Experience and background

• 2–3 years of hands-on experience in information security, GRC (Governance, Risk and Compliance), or a security-adjacent technical role.
• Demonstrated experience working with at least one major compliance framework (SOC 2, ISO 27001, GDPR, or HIPAA) — including evidence collection, control testing, or audit support.
• 1+ year of programming experience, with practical Python skills for scripting, automation, or data processing tasks.
• Exposure to cloud platforms, with working knowledge of AWS services (IAM, S3, CloudTrail, Security Hub, or equivalent) and basic familiarity with GCP.

Technical security knowledge

• Understanding of common vulnerability classes, OWASP Top 10, and secure development principles sufficient to contextualise findings and communicate them to engineering teams.
• Familiarity with VAPT processes — including scoping, findings review, and remediation validation.
• Basic understanding of network security concepts: TLS/SSL, DNS, firewalls, VPNs, and cloud-native security controls.
• Working knowledge of authentication and identity concepts: SSO, OAuth 2.0, SAML, IAM, RBAC, and MFA.
• Ability to read and interpret security findings from external platforms such as SecurityScorecard, Qualys, or similar security rating and scanning tools.

Tooling and workflow

• Proficient in Google Workspace — comfortable using Sheets for control tracking and mapping, Drive and Docs for policy and evidence management, Gmail for formal communications and sign-offs, and Calendar for compliance scheduling.
• Experience using Jira for cross-functional issue tracking and Slack for team collaboration.
• Comfortable writing Python scripts for automation, data extraction, API integrations, or report generation.
• Exposure to or genuine curiosity about AI tooling, LLMs, and agent-based workflows.

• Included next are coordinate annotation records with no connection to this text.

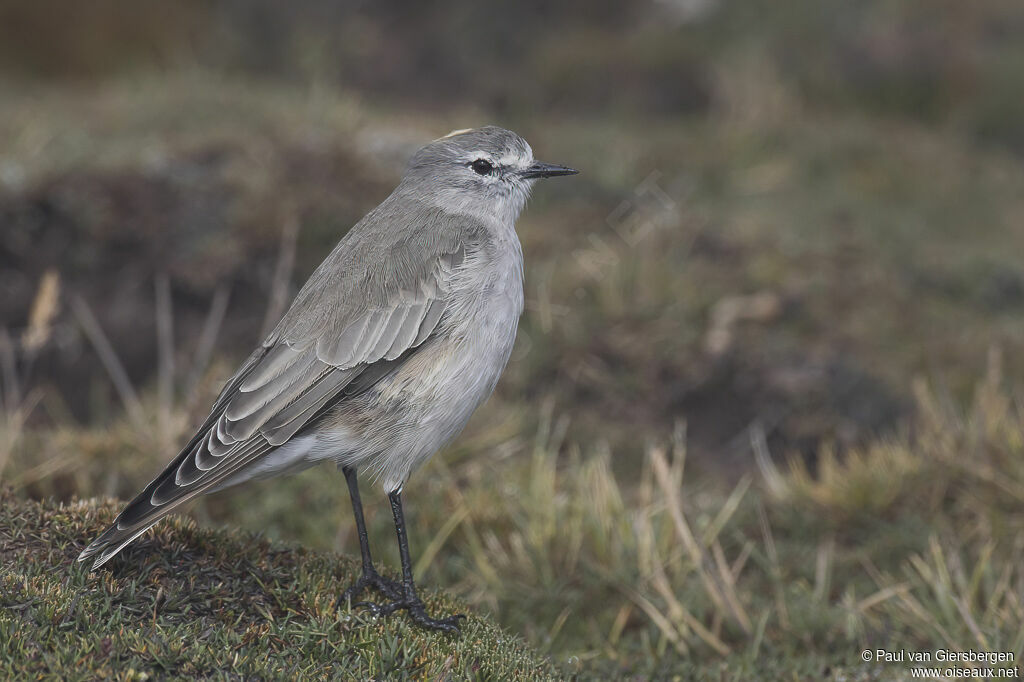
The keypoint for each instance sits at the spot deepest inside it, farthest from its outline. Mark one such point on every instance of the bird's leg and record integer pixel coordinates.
(370, 577)
(410, 601)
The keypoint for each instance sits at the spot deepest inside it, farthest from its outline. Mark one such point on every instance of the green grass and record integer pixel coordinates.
(908, 543)
(188, 602)
(837, 262)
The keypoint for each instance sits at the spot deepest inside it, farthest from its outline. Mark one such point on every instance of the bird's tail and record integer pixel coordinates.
(110, 542)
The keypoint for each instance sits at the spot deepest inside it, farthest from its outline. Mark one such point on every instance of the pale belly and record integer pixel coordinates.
(404, 419)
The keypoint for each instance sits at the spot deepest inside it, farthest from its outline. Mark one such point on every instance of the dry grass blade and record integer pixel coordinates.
(165, 351)
(43, 312)
(698, 556)
(776, 570)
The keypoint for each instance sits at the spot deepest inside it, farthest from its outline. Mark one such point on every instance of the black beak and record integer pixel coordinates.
(537, 169)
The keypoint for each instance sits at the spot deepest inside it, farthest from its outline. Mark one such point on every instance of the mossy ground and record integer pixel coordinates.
(186, 602)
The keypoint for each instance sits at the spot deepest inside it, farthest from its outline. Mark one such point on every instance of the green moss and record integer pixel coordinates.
(189, 602)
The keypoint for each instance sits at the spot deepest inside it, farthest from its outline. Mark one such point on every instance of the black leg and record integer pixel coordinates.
(411, 601)
(370, 577)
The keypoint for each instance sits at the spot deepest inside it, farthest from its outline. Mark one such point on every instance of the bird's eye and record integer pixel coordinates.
(481, 166)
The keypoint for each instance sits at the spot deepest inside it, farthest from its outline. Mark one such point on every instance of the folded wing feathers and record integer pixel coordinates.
(276, 391)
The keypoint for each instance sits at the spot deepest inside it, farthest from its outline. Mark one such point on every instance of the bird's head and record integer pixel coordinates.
(488, 170)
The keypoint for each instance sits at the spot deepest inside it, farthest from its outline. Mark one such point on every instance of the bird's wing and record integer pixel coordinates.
(322, 345)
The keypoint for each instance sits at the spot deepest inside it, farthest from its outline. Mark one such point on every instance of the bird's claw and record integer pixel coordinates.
(390, 589)
(417, 611)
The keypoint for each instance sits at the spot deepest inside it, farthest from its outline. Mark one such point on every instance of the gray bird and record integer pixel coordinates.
(383, 355)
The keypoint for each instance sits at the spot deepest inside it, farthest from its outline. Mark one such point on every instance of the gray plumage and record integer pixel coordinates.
(385, 352)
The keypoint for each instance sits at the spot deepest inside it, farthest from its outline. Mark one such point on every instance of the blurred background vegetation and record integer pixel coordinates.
(798, 233)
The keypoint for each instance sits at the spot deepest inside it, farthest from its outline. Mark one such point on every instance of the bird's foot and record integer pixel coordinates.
(418, 613)
(390, 589)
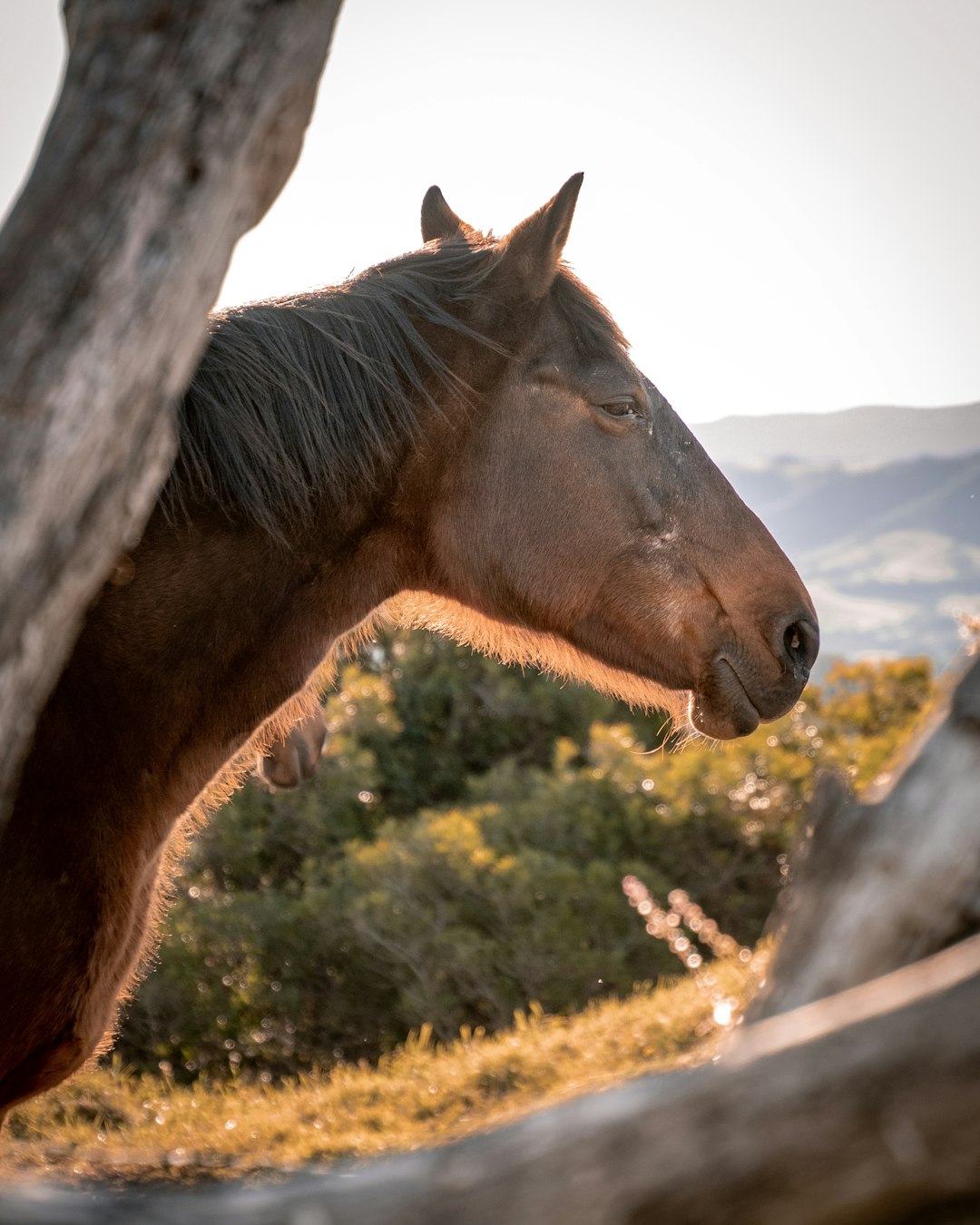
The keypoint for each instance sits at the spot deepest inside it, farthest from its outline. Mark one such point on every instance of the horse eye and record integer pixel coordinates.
(623, 406)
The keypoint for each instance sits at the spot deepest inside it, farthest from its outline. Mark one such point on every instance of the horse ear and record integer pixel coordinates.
(438, 220)
(534, 248)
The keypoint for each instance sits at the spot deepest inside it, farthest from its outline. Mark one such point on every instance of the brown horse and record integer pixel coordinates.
(291, 759)
(458, 434)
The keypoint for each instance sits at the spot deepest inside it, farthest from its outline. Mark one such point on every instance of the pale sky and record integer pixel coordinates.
(781, 199)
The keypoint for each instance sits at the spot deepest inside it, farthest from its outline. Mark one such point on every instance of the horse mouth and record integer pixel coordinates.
(721, 707)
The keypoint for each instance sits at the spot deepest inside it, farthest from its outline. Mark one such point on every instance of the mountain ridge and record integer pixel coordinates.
(867, 436)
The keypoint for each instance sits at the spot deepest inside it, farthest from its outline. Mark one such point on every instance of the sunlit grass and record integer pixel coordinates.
(109, 1123)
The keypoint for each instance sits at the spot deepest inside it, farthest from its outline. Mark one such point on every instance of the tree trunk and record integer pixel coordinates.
(860, 1108)
(179, 122)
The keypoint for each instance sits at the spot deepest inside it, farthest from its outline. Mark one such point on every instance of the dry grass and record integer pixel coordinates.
(108, 1123)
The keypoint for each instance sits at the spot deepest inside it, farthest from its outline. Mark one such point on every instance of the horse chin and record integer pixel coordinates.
(720, 707)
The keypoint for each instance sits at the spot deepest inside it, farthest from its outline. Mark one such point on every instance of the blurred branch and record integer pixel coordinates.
(885, 884)
(857, 1108)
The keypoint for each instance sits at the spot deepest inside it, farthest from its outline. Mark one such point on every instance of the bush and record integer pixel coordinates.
(459, 853)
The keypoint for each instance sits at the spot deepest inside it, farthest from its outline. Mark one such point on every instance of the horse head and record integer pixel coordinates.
(576, 522)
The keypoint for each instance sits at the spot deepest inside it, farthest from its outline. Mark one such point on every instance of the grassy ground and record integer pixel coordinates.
(108, 1123)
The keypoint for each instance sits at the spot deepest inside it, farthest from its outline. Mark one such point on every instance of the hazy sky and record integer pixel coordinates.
(781, 199)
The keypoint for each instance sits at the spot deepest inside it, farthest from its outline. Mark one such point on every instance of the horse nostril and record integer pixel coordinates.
(801, 643)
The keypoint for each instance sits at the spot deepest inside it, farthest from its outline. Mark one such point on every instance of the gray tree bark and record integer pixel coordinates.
(859, 1108)
(178, 122)
(886, 882)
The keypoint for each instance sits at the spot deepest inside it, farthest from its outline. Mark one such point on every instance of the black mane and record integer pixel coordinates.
(293, 391)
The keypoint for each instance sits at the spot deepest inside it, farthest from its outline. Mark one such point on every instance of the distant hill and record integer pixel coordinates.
(879, 511)
(889, 554)
(854, 437)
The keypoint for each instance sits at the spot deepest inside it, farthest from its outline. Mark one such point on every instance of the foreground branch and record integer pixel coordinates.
(857, 1108)
(175, 129)
(885, 884)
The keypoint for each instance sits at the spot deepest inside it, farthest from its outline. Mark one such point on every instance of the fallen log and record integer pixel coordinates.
(887, 882)
(860, 1108)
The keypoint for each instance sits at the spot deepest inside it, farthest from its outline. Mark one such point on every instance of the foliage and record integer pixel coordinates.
(459, 853)
(109, 1122)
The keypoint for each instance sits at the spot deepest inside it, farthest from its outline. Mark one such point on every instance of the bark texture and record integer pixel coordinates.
(884, 884)
(859, 1108)
(178, 122)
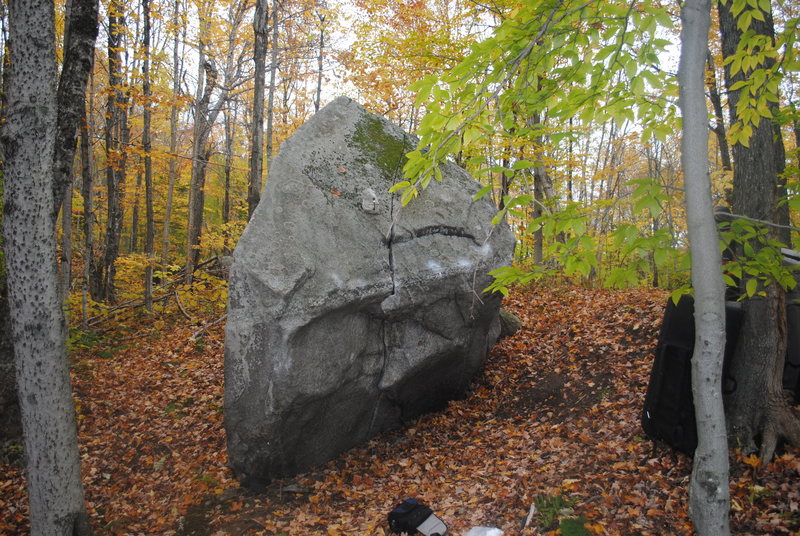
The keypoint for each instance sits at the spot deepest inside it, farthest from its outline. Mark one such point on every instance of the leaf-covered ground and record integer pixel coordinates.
(553, 422)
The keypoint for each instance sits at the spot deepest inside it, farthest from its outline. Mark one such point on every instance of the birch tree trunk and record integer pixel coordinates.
(116, 139)
(260, 28)
(757, 408)
(273, 70)
(37, 321)
(709, 501)
(150, 231)
(204, 120)
(173, 134)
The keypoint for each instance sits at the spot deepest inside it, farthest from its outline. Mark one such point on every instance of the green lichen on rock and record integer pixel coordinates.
(381, 147)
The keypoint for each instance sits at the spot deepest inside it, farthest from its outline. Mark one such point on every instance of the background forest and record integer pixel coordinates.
(594, 192)
(567, 114)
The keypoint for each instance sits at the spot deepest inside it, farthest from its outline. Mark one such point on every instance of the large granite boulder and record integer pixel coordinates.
(349, 314)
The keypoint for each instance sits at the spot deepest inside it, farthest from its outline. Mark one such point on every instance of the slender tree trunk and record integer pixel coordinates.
(273, 69)
(719, 125)
(38, 329)
(173, 135)
(204, 120)
(133, 242)
(709, 501)
(116, 150)
(320, 57)
(65, 266)
(90, 279)
(260, 28)
(757, 407)
(150, 227)
(230, 132)
(79, 39)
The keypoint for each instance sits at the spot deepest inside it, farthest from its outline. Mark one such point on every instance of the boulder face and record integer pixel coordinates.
(349, 314)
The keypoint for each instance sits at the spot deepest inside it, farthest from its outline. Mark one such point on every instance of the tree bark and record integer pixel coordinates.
(173, 135)
(79, 41)
(719, 125)
(709, 500)
(133, 241)
(273, 69)
(260, 28)
(230, 132)
(90, 269)
(204, 120)
(37, 321)
(321, 16)
(150, 230)
(116, 151)
(757, 407)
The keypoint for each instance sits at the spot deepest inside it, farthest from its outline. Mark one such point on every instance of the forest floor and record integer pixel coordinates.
(552, 421)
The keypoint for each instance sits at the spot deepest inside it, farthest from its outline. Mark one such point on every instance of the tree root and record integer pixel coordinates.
(780, 422)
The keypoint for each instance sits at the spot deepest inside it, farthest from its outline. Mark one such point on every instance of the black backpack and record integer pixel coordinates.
(412, 517)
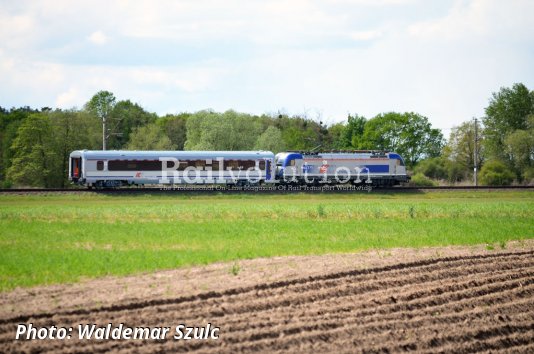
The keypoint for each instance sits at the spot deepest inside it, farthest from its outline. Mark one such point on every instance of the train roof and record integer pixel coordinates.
(114, 154)
(354, 154)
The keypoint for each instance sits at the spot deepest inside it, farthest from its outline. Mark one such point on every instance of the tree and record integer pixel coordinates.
(353, 137)
(174, 127)
(124, 118)
(460, 152)
(207, 130)
(149, 137)
(72, 130)
(101, 105)
(508, 110)
(409, 134)
(33, 159)
(519, 147)
(270, 140)
(496, 173)
(434, 167)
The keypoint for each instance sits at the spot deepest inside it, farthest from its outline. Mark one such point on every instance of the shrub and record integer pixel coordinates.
(420, 180)
(528, 176)
(496, 173)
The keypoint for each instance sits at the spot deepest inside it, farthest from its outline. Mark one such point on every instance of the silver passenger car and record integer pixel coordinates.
(115, 168)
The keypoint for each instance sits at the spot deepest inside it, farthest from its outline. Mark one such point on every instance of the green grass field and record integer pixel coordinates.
(50, 239)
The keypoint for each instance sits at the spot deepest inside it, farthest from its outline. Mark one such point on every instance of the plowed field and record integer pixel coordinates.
(473, 302)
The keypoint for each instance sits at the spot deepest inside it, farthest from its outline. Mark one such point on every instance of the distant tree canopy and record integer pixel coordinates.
(35, 143)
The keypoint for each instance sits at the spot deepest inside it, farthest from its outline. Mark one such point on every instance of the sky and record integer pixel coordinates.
(323, 59)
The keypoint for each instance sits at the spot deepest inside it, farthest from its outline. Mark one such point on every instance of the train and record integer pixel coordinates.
(120, 168)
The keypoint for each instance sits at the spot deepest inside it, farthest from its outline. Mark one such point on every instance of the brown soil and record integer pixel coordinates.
(454, 299)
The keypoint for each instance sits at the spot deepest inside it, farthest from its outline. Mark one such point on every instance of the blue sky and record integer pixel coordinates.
(324, 59)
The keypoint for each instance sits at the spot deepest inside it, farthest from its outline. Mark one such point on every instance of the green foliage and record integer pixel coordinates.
(149, 137)
(270, 140)
(460, 152)
(409, 134)
(230, 130)
(123, 120)
(528, 176)
(174, 126)
(519, 147)
(433, 168)
(507, 111)
(33, 160)
(496, 173)
(420, 180)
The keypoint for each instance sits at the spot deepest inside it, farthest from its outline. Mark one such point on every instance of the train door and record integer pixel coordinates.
(76, 167)
(268, 170)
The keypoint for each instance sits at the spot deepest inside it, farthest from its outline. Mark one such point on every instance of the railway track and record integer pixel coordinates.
(278, 189)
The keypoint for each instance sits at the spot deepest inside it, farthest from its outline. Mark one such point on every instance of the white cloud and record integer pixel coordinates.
(442, 59)
(98, 38)
(69, 98)
(366, 35)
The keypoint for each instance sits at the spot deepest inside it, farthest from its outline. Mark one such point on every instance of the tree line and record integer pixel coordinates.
(35, 143)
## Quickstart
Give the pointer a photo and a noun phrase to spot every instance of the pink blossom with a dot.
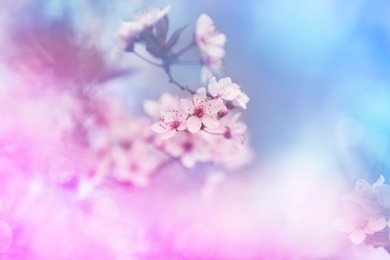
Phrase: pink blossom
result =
(211, 45)
(172, 120)
(230, 129)
(224, 88)
(201, 111)
(153, 108)
(355, 222)
(241, 100)
(129, 164)
(190, 148)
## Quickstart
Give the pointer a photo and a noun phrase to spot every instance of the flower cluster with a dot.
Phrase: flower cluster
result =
(367, 214)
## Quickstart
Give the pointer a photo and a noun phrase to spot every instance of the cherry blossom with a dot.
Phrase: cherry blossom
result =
(201, 111)
(230, 129)
(367, 212)
(153, 108)
(355, 222)
(129, 164)
(211, 45)
(172, 120)
(224, 88)
(241, 100)
(189, 147)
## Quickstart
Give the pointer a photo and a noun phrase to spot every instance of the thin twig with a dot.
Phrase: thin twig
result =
(185, 49)
(187, 62)
(147, 60)
(213, 133)
(172, 80)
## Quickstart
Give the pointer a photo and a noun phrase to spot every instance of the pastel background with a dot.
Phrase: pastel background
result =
(317, 73)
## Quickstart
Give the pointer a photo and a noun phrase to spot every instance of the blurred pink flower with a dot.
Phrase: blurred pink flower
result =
(355, 222)
(152, 108)
(190, 148)
(172, 120)
(134, 164)
(231, 129)
(211, 45)
(241, 100)
(224, 88)
(202, 111)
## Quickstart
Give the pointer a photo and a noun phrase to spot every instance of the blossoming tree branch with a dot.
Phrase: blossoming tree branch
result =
(203, 126)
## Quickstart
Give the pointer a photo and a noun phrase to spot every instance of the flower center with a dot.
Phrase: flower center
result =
(187, 147)
(198, 112)
(175, 124)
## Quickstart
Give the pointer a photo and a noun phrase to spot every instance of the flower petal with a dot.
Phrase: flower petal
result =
(187, 106)
(168, 134)
(188, 161)
(166, 112)
(213, 87)
(357, 236)
(194, 124)
(210, 121)
(182, 126)
(343, 225)
(231, 94)
(160, 127)
(241, 100)
(200, 97)
(377, 222)
(214, 106)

Soft skills and working style

• Strong written communication skills — able to draft clear policy documents, corrective action notices, and executive summaries.
• Methodical and organised — able to manage multiple concurrent workstreams, deadlines, and stakeholders without losing detail.
• Comfortable with ambiguity and ad-hoc requests in a fast-paced SaaS environment.
• Proactive and self-driven — able to identify gaps, propose solutions, and execute independently once direction is set.

Good to have:

• Certifications: CISA, CISSP, CEH, CompTIA Security+, or any recognised AI / machine learning certification.
• Experience building or interacting with AI agents, LLM-based pipelines, or automation using frameworks such as LangChain or LangGraph.
• Hands-on experience with AI-assisted development tools such as Cursor or Claude Code.
• Familiarity with third-party risk and security rating platforms (SecurityScorecard, Panorays, UpGuard, Whistic, ProcessUnity).
• Prior experience with GCP services for development or workflow automation.
• Understanding of data privacy principles under GDPR and HIPAA, including data classification, retention policies, and subject rights processes.
• Exposure to SAST/DAST tooling, container security, or cloud security posture management (CSPM).